I did research the matter of course, but every search result about the phases lifetime has to do with how long they should be, and that the first phase should be smaller than the second phase. No one explains their purpose.

1 Answer 1


This is the Security Association (SA) lifetime, and the purpose of it is explained e.g. in RFC 7296, 2.8 on rekeying IKEv2:

IKE, ESP, and AH Security Associations use secret keys that should be used only for a limited amount of time and to protect a limited amount of data. This limits the lifetime of the entire Security Association.

If we used the same keys forever, any compromise of the keys would compromise all the data ever encrypted in this tunnel. The SA lifetime puts limits to the time window.
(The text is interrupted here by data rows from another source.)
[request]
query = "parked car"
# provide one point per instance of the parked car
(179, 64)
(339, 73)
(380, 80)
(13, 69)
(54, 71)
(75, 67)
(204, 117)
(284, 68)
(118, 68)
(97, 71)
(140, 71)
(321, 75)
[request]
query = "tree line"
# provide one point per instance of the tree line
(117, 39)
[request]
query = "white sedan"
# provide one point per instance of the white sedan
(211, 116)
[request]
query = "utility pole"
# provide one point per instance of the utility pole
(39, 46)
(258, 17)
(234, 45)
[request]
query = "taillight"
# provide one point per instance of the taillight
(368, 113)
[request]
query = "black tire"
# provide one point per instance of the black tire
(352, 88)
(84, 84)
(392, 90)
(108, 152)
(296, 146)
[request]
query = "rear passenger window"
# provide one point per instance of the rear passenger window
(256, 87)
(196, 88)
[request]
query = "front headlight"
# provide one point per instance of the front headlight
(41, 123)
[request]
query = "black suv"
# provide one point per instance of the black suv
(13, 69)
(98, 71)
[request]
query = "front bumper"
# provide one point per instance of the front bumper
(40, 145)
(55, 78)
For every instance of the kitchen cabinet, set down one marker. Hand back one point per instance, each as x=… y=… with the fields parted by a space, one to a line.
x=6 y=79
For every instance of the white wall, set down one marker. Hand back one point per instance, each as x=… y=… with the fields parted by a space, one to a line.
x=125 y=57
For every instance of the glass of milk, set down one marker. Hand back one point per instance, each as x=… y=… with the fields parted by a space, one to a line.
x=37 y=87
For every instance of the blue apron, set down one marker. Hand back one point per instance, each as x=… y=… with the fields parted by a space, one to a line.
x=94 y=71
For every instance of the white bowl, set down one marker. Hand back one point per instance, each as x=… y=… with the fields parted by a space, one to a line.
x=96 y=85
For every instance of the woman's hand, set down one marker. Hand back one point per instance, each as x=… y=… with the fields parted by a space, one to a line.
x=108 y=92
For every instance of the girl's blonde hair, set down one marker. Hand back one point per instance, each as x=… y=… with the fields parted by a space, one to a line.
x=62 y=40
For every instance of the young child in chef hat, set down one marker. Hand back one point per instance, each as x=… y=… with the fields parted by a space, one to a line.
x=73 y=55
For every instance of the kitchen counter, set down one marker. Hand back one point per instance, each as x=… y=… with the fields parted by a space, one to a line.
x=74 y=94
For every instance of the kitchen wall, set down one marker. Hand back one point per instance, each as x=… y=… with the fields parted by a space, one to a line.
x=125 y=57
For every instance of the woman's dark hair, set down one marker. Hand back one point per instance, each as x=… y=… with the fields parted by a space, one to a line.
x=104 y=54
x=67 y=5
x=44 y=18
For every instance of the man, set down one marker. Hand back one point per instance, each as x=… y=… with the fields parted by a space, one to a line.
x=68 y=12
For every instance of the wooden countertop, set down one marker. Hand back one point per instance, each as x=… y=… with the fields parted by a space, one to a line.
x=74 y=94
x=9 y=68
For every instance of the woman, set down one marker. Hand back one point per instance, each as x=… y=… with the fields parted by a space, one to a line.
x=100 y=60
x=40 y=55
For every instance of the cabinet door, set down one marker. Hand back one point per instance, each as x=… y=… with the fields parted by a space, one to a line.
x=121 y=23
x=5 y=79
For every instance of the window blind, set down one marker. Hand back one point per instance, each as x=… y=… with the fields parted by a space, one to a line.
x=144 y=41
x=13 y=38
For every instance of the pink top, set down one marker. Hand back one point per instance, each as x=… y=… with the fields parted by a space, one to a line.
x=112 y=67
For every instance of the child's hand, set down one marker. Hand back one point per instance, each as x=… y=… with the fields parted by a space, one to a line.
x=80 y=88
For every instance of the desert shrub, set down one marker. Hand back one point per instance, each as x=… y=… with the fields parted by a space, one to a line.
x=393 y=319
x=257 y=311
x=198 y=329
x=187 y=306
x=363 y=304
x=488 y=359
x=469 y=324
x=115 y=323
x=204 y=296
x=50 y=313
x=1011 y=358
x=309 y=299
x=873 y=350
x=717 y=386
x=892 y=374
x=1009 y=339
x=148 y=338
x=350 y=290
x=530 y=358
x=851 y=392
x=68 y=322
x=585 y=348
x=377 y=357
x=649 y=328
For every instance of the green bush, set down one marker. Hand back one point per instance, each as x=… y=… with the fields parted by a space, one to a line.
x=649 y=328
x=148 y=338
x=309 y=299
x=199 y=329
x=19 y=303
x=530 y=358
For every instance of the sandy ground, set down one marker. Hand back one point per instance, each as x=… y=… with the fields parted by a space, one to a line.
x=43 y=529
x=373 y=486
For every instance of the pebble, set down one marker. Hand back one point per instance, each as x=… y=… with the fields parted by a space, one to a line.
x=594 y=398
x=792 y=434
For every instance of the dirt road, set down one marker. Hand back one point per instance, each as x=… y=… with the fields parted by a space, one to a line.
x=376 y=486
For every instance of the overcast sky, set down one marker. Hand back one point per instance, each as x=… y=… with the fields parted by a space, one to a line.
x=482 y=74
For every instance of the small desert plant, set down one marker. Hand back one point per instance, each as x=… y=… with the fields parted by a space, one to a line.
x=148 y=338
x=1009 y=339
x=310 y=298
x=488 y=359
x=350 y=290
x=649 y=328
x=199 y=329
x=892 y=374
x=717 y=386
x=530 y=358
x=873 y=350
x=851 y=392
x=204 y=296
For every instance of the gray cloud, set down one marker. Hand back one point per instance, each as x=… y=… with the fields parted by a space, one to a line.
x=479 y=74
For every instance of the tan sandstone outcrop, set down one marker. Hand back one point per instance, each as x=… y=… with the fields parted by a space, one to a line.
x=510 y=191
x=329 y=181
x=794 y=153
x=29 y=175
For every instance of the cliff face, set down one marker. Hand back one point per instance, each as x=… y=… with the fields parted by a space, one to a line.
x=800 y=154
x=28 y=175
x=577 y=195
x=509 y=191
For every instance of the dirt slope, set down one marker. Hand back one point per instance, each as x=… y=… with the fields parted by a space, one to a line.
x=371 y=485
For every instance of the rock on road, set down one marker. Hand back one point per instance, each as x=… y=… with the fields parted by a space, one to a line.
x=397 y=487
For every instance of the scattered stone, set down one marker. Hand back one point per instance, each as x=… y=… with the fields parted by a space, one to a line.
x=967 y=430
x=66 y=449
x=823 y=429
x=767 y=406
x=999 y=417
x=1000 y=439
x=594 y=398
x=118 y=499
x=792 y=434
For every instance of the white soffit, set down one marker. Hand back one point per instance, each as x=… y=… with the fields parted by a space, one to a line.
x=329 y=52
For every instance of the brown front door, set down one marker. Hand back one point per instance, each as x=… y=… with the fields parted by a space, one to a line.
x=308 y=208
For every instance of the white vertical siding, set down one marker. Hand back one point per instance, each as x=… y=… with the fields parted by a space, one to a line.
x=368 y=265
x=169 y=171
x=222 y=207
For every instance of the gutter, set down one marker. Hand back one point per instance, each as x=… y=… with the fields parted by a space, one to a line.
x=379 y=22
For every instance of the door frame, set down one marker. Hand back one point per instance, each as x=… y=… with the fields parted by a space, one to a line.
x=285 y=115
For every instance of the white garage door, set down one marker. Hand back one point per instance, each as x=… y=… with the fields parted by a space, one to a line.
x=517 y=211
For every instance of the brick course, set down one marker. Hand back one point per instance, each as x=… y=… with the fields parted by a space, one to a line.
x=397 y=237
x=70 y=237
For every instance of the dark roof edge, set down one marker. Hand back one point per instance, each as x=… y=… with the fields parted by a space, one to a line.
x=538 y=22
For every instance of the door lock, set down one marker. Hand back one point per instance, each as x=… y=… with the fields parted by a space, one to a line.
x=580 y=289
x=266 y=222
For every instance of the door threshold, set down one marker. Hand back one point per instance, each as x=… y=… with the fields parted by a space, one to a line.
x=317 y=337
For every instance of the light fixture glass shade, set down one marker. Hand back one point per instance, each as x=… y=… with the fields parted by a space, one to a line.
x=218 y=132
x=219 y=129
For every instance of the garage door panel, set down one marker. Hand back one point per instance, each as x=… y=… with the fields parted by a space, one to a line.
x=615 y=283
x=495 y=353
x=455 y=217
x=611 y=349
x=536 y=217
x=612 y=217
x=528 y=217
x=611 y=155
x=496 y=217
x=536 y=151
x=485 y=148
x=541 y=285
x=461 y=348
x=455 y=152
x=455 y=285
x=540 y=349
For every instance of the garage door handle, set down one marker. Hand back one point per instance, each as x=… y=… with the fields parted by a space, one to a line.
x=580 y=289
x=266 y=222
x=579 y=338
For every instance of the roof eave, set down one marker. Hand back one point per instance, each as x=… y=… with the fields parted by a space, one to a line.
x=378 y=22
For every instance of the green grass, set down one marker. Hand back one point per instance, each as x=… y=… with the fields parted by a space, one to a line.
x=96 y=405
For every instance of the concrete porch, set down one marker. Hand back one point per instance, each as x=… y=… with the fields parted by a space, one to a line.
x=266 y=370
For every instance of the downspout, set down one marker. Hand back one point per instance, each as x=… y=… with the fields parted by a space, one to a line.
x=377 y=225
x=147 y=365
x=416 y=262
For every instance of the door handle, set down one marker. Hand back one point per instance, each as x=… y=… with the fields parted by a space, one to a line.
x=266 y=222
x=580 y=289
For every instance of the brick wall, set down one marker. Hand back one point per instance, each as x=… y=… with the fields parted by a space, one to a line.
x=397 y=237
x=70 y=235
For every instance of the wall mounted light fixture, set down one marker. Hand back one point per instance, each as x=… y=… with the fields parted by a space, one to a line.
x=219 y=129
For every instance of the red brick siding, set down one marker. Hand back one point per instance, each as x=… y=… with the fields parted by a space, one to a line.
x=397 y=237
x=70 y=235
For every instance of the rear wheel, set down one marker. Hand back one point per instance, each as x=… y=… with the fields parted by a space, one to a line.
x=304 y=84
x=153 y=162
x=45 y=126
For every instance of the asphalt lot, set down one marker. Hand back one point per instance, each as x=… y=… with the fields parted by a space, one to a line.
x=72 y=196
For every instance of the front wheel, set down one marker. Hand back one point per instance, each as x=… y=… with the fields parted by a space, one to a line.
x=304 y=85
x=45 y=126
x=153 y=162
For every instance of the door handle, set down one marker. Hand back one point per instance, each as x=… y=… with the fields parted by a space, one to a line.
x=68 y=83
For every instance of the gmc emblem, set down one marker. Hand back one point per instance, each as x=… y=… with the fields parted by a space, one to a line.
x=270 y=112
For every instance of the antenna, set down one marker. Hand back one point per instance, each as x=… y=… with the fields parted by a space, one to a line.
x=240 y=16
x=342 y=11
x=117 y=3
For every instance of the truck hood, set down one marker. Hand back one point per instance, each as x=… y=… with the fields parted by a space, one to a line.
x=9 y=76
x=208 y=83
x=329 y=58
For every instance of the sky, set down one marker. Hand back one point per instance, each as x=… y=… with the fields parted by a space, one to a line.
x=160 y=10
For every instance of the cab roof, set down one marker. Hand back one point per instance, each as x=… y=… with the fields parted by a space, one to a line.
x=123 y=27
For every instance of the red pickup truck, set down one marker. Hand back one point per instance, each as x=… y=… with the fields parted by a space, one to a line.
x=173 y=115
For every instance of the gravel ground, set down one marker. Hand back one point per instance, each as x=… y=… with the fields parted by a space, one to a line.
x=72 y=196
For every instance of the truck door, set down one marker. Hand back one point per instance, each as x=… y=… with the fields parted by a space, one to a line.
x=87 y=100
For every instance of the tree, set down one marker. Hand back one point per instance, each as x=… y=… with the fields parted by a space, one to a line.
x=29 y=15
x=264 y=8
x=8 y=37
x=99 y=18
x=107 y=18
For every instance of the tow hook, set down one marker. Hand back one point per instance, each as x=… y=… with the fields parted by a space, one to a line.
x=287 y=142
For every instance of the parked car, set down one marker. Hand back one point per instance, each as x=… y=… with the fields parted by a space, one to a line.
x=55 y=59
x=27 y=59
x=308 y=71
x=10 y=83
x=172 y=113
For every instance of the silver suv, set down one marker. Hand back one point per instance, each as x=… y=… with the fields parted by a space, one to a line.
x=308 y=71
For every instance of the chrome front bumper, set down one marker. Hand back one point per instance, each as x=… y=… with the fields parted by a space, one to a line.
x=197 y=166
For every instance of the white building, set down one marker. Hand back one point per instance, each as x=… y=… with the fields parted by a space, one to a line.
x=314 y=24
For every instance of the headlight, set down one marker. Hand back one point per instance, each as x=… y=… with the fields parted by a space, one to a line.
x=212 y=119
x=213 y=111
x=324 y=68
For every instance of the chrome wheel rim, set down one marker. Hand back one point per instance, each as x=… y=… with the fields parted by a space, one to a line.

IKEv2 also improves this compared to IKEv1:

A difference between IKEv1 and IKEv2 is that in IKEv1 SA lifetimes were negotiated. In IKEv2, each end of the SA is responsible for enforcing its own lifetime policy on the SA and rekeying the SA when necessary. If the two ends have different lifetime policies, the end with the shorter lifetime will end up always being the one to request the rekeying.